Je pleure en me couchant, en me douchant, en mangeant, en parlant. Il y a eu quelques semaines très compliquées, des hauts et des bas, il y en aura encore. Je sais que ça arrive, ce genre de choses, d’autant plus avec le polyamour, plus de relations, plus de ruptures… mais j’espérais que ça ne m’arrive pas. Je sais que ça va aller, que je vais trouver d’autres projets… mais je n’ai jamais voulu en faire d’autres. Malgré mes discours sur les oeufs et les paniers, c’était mon seul projet de vie. C’est risqué, hein, la vie. On fait des paris, on gagne, on perd. Comment dire, ces derniers temps, j’en ai un peu marre de perdre. J’ai pas l’impression de trop me planter pourtant. La direction est bonne, cohérente, en lien avec ce que je suis, ce que j’aime et ce que je veux. Mais je pourrai pas la tenir toute seule…

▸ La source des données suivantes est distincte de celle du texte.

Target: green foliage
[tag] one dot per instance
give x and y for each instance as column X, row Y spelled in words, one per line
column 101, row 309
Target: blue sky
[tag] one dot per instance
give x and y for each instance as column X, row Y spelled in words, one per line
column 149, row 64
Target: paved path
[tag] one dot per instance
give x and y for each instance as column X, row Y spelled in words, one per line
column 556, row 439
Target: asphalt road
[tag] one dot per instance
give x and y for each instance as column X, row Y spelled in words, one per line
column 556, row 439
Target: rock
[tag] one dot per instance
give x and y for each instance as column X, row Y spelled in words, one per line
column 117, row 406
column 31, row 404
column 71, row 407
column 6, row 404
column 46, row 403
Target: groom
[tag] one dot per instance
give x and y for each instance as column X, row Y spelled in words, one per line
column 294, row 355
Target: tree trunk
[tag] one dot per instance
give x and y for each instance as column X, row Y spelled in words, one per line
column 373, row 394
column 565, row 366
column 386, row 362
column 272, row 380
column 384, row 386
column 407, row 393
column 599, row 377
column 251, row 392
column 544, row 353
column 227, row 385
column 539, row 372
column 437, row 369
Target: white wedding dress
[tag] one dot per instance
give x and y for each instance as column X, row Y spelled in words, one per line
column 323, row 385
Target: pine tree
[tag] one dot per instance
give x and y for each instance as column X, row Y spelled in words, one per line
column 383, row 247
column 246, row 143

Les hivers sont rudes en ce moment. De plus en plus. Je pense à l’hiver en Kirghizie, quand les montagnes sont impraticables et que les kirghizes vont hiverner dans les vallées, en se serrant les uns contre les autres et sans pouvoir faire grand chose d’autre que survivre à l’hiver, attendre qu’il passe, avec leurs proches. Je me demande comment je vais passer les hivers à venir. Dans quel foyer.

Un foyer chaleureux pour passer l’hiver. C’est tout ce que je me souhaite pour cette année.

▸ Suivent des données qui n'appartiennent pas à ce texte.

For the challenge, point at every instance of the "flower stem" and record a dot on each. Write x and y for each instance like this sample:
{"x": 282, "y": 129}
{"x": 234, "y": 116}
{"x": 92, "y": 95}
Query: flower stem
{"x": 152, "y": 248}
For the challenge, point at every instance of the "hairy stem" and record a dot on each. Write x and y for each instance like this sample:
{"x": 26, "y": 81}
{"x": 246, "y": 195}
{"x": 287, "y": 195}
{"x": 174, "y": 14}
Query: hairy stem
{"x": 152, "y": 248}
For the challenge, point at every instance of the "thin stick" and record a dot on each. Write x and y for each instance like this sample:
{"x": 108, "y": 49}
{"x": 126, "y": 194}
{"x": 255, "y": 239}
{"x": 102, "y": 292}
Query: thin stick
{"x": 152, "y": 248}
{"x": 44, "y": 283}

La maison qui avait un coeur – 2

« Loxley ! Je vais t’arracher le coeur avec une petite cuillère ! »

Robin des bois

Parfois, on se sépare. Et la maison qui avait participé à tant de moments de bonheur se trouve déchirée, coupée en deux. Il va falloir tout se partager.

C’est alors que les meubles tombent inexplicablement en miettes. Les étagères de bouquins ploient et craquent. Tout à coup c’en est trop aussi pour la voiture qui tombe en panne, le frigo qui lâche, et plusieurs lampes qui grillent coup sur coup. Le canapé en cuir, qui faisait bonne figure jusque là malgré son âge, se déchire. La tondeuse ne démarre plus. C’est comme si les objets s’arrangeaient pour qu’on n’ait pas à se battre pour eux : ils abandonnent la partie.

(oui, ces textes sont très courts. Parfois, je n’ai pas grand chose à dire. Mais j’aime bien cette vision animiste).